I've experimented with Open Telemetry, and its flagrantly wasteful data representations make me depressed.

Why must everything be JSON!?

nijave · 2025-06-21T18:13:59 1750529639

I think Prometheus works similar to this with some other tricks like compressing metric names.

OTEL can do gRPC and a storage backend can encode that however it wants. However, I do agree it doesn't seem like efficiency was at the forefront when designing OTEL

valyala · 2025-06-22T12:52:17 1750596737

These tricks are essential for every database optimized for metrics / logs / traces. For example, you can read on how VictoriaMetrics can compress production metrics to less than a byte per sample (every sample includes metric name, key=value labels, numeric metric value and metric timestamp with millisecond precision). https://faun.pub/victoriametrics-achieving-better-compressio...

pdimitar · 2025-06-21T20:52:58 1750539178

Very curious to read your code doing it.
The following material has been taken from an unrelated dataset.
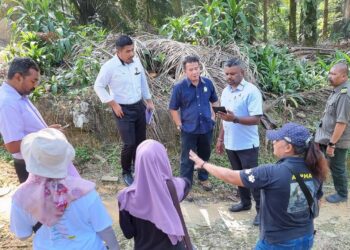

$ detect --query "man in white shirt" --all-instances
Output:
[216,59,263,225]
[94,35,154,186]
Thought of a very similar approach but never had the time. Are you keeping it somewhere?

jiggawatts · 2025-06-22T01:07:03 1750554423

I only ever got it to a proof of concept. The back end worked as advertised, the issue was that there are too many bugs in WMI so collecting that many performance counters had weird side effects.

Google was doing something comparable internally and this spawned some fun blog titles like “I have 64 cores but I can’t even move my mouse cursor.”

pdimitar · 2025-06-22T09:15:18 1750583718

Ah, I don't mean the Windows-specific stuff. I mean the binary diffing and RLE.

While not difficult, I am just curious how others approached it.

ofrzeta · 2025-06-21T11:22:57 1750504977

> Dropping valuable observability data to save space is usually shortsighted

That's a bit of a blanket statement, too :) I've seen many systems where a lot of stuff is logged without much thought. "Connection to database successful" - does this need to be logged on every connection request? Log level info, warning, debug? Codebases are full of this.

nijave · 2025-06-21T18:10:24 1750529424

Yes, it allows you to bisect a program to see the block of code between log statements where the program malfunctioned. More log statements slice the code into smaller blocks meaning less places to look.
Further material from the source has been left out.